Of course, that requires seeing it, and Clooney was adamant that he never witnessed Weinstein harass or assault women. The “not seeing” is a common theme in actors’ responses to this scandal.

Matt Damon was asked about a report that he and Russell Crowe were asked to telephone Sharon Waxman to derail a Weinstein expose in 2004. The story he tells allows for the possibility that he was an innocent dupe. Anyone who has seen “Team America: World Police” may be inclined to that interpretation. Damon’s denial has curious aspects. He told Deadline, “I was never conscripted to do anything. We vouch for each other, all the time.” Does show business require people, especially powerful people, to vouch for each other constantly? Perhaps. If so, maybe Hollywood has much deeper problems to address.

Beyond this 2004 incident, Damon added: “We know this stuff goes on in the world.
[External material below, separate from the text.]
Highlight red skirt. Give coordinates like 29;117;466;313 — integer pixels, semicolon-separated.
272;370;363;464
I did five or six movies with Harvey. I never saw this. I think a lot of actors have come out and said, everybody’s saying we all knew. That’s not true. This type of predation happens behind closed doors, and out of public view. If there was ever an event that I was at and Harvey was doing this kind of thing and I didn’t see it, then I am so deeply sorry, because I would have stopped it.”

Damon “never saw this,” while leaving open the possibility it happened around him and he did not see it. He then explained why this will generally be true: these incidents usually occur without witnesses. He carefully avoided trying to clear this low bar. If Clooney heard things, how likely is it that Damon did not? If Clooney had seen Weinstein acting like a “dog,” how likely is it that Damon did not?
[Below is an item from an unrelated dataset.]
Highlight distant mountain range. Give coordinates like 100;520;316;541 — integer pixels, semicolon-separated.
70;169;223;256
Ben Affleck, whose career, like Damon’s, was largely launched by the Weinstein-coproduced “Good Will Hunting,” settled for issuing a written statement remarkable for its vagueness. It is devoid of any sense of what Affleck heard or saw during his association with Weinstein.

There may be reasons for this. Rose McGowan has accused Affleck of prior knowledge of Weinstein’s alleged sexual harassment and assaults. Affleck also issued his own terse apology for groping Hilarie Burton during a 2003 appearance on MTV’s “Total Request Live,” which was basically captured on video:

Lastly, there is his brother Casey, who was accused of harassment by two female co-workers in 2010 and ultimately settled out of court.

Weinsteingate’s Harder Questions

Weinsteingate has Hollywood trying to cover their own rear ends for public relations. But to what result, other than schadenfreude for those tired of the industry’s incessant moralizing?

Chastain’s complaint about men not speaking out before the expose is odd, given that most of them could offer the same responses she did (with the exception of Brad Pitt, who at least threatened Weinstein with a “Missouri whooping” if he harassed Pitt’s then-girlfriend Gwyneth Paltrow again).

What is an actor or actress to do with rumors? No one is suggesting that the victims should have been involuntarily exposed. Some of the victims accrued enough wealth and clout that they could have publicly exposed Weinstein earlier. Should we judge them harshly?

Could SAG-AFTRA have done more than set up a safety hotline? Is this a particularly acute problem for a business built in part on the objectification of beautiful people for mass audiences? Will this scandal cause the industry to revisit claims that Corey Feldman and Corey Haim were abused, or will they settle for the Lifetime movie?

Now that it is in the open, Weinsteingate is the easy case for Hollywood. Tinseltown has now engaged in a show of great bravery and moral outrage (although the real bravery is limited to the victims). There are few things Hollywood enjoys more than pretending to be brave.

Harvey already may be plotting a comeback, but he will not get the same forgiveness creative types like Roman Polanski or Mel Gibson have received for terrible behavior. It will be much easier for Hollywood to maintain their outrage against someone who was merely “the money.” Having co-produced “Shakespeare In Love,” Weinstein should know how “the money” is really viewed (by Affleck’s character, no less).

“What did Hollywood know, and when did they know it?” may be today’s hot question, and one many in the industry are having difficulties answering well. Yet the follow-up questions seem even more difficult.